Zentrale Frage des Vorhabens ist: Wird es durch den Anliefer- und den Zustellverkehr zu einem höheren Fahrzeugaufkommen auf der Oskar-Jäger-Straße und an den Kreuzungen in der Nähe kommen? Buchholz legte dazu ein Verkehrsgutachten vor. Demzufolge sei sogar mit weniger Verkehr zu rechnen, verglichen mit der Menge an Autos, die theoretisch aufgrund der früheren Bebauungspläne zu erwarten waren. Ursprünglich waren mehrere mehrstöckige Bürogebäude statt des jetzt geplanten Flachbaus vorgesehen.

In dem Gutachten sei man sogar immer von einer maximalen Auslastung der Zustellbasis ausgegangen. „Wenn Sie so wollen, 365 Tage Weihnachten pro Jahr", meinte Buchholz scherzhaft. In dieser Zeit haben die Paketzustelldienste am meisten zu tun. Nötig sei in jedem Fall ein Ausbau der Kreuzung Oskar-Jäger-Straße/Widdersdorfer Straße, merkte Buchholz an. Diese sei schon jetzt überlastet.

Kreuzungsausbau in etwa drei Jahren

Laut Verwaltung wird dies aber erst in etwa zwei bis drei Jahren in Angriff genommen. „Wir wollen versuchen, ob sich kurzfristig durch signaltechnische Änderungen Verbesserungen erzielen lassen", erläuterte Silke Rheinschmidt vom Amt für Straßen und Verkehrstechnik. Die Bezirksvertreter wollen zu diesem Thema gesondert beraten. Sie forderten aber bereits jetzt, dass bei Inbetriebnahme der Zustellbasis zumindest im Bereich der Grundstückszufahrten klar geregelt sei, wo Autos parken können und wie der Fahrradverkehr sicher geführt wird.
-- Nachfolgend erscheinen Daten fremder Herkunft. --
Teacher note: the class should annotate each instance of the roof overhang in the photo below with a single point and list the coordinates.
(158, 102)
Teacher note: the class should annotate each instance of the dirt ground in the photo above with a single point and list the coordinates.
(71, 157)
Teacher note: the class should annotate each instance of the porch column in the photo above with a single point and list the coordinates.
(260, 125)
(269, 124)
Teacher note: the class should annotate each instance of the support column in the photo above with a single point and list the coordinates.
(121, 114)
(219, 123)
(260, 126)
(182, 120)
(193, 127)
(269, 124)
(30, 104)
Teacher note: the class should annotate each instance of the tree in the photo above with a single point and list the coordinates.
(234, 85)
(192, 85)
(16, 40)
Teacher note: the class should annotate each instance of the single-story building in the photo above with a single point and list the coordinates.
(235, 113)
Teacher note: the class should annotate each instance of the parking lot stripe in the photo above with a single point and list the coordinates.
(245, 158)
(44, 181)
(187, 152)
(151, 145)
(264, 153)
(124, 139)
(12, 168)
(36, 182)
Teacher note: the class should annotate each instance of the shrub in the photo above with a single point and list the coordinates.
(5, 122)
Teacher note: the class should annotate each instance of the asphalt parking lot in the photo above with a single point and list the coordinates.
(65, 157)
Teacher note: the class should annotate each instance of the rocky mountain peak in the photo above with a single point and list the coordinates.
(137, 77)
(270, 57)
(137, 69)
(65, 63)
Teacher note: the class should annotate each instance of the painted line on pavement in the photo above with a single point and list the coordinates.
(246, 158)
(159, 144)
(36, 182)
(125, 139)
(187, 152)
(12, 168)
Buchholz geht davon aus, dass durch die geplante DHL-Basis der Anteil an Schwerlastverkehr abnehmen werde. „Derzeit ist auf dem Gelände noch eine Spedition ansässig, die ausschließlich Schwerlastverkehr erzeugt", so Buchholz. Steigen werde allerdings der Anteil kleiner Lieferfahrzeuge von der Größe eines Mercedes-Sprinter.

Die Spedition wird schon binnen weniger Wochen das Feld räumen. „Ende April sind wir hier weg", erläutert Manfred Breuer, einer der beiden Geschäftsführer des Familienunternehmens. Der Betrieb werde nach Rodenkirchen ins Gewerbegebiet an der Emil-Hoffmann-Straße verlagert. Das Unternehmen blickt auf eine mehr als 130-jährige Tradition zurück. Der erste Standort befand sich in Bickendorf, Rochusstraße 12.
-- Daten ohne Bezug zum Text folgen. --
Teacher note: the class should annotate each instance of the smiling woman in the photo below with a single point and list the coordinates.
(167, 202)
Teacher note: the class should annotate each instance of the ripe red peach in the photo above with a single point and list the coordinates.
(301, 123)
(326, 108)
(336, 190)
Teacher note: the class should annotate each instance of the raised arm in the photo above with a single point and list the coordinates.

Einwände ab Ende April möglich

An der Oskar-Jäger-Straße, wo die Spedition Breuer viele Jahrzehnte ansässig war, sollen schon bald neue Zeiten anbrechen. Vielleicht schon ab Oktober rollen die Paketlieferfahrzeuge zu ihren Zielen. Michael Buchholz sprach vor den Bezirksvertretern von einem halben Jahr Bauzeit für die geplante Zustellbasis der Deutschen Post/DHL. Sie besteht aus einem einstöckigen Flachbau, der umgeben ist von überdachten Laderampen für die Lieferfahrzeuge. Bauherrin ist die Aurelis, die das Gebäude dann für zunächst 15 Jahre an die Deutsche Post/DHL vermieten will.

Silke Rheinschmidt erläuterte, dass die Pläne unmittelbar nach den Osterferien durch Inserate in den Zeitungen bekannt gemacht würden. Voraussichtlich bis Ende April würden sie für alle Bürger öffentlich ausgelegt. Dann besteht die Möglichkeit für Bürger, Einwände geltend zu machen. Die Ergebnisse dieser Offenlage werden anschließend wieder in der Bezirksvertretung diskutiert.

Ungeachtet dessen sei bereits ein Bauantrag gestellt, so Silke Rheinschmidt. Allerdings habe das Bauaufsichtsamt noch nicht darüber entschieden.